[python] List of zeros in python

How can I create a list which contains only zeros? I want to be able to create a zeros list for each int in range(10)

For example, if the int in the range was 4 I will get:

[0,0,0,0]

and for 7:

[0,0,0,0,0,0,0]

This question is related to python

The answer is


zeros=[0]*4

you can replace 4 in the above example with whatever number you want.


Here is the xrange way:

list(0 for i in xrange(0,5)) 

If you want a function which will return an arbitrary number of zeros in a list, try this:

def make_zeros(number):
    return [0] * number

list = make_zeros(10)

# list now contains: [0, 0, 0, 0, 0, 0, 0, 0, 0, 0]

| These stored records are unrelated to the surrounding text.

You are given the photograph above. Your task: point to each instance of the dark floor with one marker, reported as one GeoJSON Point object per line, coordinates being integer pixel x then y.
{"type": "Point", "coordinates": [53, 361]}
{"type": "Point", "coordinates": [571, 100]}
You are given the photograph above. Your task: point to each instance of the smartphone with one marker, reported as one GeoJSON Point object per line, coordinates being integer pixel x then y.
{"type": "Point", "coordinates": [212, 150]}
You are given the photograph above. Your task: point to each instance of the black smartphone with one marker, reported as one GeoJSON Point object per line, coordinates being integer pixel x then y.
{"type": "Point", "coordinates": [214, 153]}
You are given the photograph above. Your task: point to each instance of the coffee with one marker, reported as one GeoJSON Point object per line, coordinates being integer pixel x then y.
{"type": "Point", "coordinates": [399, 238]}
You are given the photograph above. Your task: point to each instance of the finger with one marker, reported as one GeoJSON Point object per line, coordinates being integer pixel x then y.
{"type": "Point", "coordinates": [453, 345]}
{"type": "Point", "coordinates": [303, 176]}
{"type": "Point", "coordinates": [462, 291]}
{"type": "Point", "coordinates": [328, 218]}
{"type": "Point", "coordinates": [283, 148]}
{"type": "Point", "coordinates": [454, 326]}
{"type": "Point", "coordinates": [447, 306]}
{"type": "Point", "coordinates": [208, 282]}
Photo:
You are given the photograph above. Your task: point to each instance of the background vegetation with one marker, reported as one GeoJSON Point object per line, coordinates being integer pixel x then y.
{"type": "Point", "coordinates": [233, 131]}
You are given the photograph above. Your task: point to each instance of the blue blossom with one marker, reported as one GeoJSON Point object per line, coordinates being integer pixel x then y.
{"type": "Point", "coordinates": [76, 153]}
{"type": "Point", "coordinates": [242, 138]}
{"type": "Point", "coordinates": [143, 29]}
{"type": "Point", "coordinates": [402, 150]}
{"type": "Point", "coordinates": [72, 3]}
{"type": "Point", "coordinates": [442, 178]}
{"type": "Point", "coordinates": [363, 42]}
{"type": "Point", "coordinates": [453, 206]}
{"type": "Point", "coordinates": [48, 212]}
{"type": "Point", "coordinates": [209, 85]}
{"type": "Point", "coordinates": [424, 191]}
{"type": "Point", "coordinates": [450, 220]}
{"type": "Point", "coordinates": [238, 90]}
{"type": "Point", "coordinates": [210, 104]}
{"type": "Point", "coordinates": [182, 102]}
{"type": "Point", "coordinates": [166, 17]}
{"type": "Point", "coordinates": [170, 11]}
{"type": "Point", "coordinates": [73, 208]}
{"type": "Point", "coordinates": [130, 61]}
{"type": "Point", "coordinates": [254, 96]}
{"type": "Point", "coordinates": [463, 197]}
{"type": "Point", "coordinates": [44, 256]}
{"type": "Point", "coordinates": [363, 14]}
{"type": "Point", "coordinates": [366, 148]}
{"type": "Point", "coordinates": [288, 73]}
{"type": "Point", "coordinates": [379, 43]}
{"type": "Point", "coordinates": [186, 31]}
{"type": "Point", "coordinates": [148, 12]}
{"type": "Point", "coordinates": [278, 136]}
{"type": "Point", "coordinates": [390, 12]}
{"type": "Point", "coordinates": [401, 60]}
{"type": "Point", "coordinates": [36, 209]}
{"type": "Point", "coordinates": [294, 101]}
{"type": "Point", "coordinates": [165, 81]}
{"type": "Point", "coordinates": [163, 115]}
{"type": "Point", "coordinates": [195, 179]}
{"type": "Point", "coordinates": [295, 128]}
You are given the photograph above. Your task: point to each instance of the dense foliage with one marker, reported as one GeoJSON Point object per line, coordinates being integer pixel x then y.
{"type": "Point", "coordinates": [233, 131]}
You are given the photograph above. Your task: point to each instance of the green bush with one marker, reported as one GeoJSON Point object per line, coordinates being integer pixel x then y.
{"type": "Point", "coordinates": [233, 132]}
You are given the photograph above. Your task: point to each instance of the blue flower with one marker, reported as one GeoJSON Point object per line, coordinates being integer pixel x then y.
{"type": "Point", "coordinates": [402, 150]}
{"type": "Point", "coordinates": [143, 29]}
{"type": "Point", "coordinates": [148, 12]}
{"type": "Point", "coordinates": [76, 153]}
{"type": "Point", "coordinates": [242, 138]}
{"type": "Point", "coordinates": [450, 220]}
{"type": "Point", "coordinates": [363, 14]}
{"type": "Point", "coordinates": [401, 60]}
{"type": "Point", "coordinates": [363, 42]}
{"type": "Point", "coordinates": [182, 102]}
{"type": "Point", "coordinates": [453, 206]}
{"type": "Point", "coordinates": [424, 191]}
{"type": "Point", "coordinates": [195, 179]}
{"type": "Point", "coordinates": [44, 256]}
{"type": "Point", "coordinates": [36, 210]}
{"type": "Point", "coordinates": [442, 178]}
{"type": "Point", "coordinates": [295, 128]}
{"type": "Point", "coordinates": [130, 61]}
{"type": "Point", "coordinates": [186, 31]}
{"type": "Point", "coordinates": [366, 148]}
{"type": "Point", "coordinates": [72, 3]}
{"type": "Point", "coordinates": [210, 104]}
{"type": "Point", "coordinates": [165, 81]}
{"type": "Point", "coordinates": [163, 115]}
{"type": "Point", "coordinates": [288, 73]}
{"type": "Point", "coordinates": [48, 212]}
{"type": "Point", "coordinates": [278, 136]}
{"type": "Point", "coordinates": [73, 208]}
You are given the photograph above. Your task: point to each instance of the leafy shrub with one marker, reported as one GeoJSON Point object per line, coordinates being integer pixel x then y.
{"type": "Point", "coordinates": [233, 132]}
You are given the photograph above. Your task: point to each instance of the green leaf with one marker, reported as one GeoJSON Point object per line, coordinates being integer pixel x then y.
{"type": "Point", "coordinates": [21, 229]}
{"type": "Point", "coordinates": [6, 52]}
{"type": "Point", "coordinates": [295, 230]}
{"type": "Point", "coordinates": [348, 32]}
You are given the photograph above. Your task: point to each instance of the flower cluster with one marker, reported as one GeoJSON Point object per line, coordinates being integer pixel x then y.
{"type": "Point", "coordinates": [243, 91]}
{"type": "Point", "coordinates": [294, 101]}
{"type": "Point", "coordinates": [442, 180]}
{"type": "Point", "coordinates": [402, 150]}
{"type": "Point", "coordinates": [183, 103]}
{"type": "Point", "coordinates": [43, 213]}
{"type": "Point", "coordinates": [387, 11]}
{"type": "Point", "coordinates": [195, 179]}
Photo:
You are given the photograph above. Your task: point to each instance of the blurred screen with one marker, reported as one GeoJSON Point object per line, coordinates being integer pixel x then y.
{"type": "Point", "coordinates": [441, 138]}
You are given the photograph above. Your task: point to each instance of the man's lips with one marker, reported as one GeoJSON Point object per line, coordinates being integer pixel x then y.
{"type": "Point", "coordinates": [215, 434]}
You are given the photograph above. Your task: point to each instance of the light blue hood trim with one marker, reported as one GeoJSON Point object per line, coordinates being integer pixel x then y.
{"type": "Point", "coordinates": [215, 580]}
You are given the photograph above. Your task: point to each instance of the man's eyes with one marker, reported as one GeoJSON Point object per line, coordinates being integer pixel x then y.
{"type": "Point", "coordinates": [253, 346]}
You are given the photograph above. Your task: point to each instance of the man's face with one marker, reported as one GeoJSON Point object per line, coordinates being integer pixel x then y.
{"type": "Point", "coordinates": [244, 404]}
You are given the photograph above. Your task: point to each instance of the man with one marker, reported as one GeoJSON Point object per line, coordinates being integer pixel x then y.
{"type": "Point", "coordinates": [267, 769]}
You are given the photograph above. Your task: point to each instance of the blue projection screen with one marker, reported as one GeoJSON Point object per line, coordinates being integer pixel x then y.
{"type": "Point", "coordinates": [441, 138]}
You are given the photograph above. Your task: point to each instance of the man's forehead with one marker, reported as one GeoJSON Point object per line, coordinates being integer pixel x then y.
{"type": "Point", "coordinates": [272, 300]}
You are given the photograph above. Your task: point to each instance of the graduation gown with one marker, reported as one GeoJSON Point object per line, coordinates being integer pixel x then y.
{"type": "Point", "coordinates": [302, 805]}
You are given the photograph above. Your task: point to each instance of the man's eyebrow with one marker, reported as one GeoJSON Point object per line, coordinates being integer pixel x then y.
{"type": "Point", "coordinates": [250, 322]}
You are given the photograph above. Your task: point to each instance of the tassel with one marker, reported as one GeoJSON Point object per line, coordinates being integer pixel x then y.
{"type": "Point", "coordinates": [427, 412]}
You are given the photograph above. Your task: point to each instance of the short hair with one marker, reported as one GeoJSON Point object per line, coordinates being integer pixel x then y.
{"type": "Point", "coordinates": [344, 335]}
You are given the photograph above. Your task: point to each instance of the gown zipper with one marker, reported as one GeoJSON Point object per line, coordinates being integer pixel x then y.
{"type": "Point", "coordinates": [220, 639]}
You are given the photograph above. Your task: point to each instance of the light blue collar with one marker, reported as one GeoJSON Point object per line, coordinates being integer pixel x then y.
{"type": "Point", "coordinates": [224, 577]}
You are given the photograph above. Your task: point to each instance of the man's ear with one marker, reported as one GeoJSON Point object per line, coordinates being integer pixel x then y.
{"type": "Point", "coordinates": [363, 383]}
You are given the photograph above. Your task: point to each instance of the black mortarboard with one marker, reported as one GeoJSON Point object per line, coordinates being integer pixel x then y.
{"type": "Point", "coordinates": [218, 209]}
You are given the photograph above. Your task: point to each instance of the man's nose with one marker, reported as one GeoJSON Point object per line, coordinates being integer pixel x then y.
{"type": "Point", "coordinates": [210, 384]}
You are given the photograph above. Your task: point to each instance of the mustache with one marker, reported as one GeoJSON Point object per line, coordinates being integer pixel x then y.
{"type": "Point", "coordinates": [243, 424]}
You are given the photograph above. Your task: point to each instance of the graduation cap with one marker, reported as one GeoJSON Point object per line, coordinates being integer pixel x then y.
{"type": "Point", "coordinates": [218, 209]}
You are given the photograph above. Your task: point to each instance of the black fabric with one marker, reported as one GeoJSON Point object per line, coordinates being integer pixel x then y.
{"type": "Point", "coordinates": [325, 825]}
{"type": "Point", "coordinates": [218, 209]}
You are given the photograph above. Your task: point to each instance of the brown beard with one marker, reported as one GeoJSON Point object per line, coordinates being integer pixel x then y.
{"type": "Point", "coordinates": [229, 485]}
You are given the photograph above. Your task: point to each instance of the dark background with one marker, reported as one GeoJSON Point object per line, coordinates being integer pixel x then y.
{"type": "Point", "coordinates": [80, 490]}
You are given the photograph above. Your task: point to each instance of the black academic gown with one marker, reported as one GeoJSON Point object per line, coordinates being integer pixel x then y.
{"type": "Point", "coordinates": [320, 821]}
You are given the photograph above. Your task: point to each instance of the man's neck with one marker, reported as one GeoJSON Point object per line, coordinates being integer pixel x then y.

zlists = [[0] * i for i in range(10)]

zlists[0] is a list of 0 zeroes, zlists[1] is a list of 1 zero, zlists[2] is a list of 2 zeroes, etc.


$ python3
>>> from itertools import repeat
>>> list(repeat(0, 7))
[0, 0, 0, 0, 0, 0, 0]

The easiest way to create a list where all values are the same is multiplying a one-element list by n.

>>> [0] * 4
[0, 0, 0, 0]

So for your loop:

for i in range(10):
    print [0] * i

$python 2.7.8

from timeit import timeit
import numpy

timeit("list(0 for i in xrange(0, 100000))", number=1000)
> 8.173301935195923

timeit("[0 for i in xrange(0, 100000)]", number=1000)
> 4.881675958633423

timeit("[0] * 100000", number=1000)
> 0.6624710559844971

timeit('list(itertools.repeat(0, 100000))', 'import itertools', number=1000)
> 1.0820629596710205

You should use [0] * n to generate a list with n zeros.

See why [] is faster than list()

There is a gotcha though, both itertools.repeat and [0] * n will create lists whose elements refer to same id. This is not a problem with immutable objects like integers or strings but if you try to create list of mutable objects like a list of lists ([[]] * n) then all the elements will refer to the same object.

a = [[]] * 10
a[0].append(1)
a
> [[1], [1], [1], [1], [1], [1], [1], [1], [1], [1]]

[0] * n will create the list immediately while repeat can be used to create the list lazily when it is first accessed.

If you're dealing with really large amount of data and your problem doesn't need variable length of list or multiple data types within the list it is better to use numpy arrays.

timeit('numpy.zeros(100000, numpy.int)', 'import numpy', number=1000)
> 0.057849884033203125

numpy arrays will also consume less memory.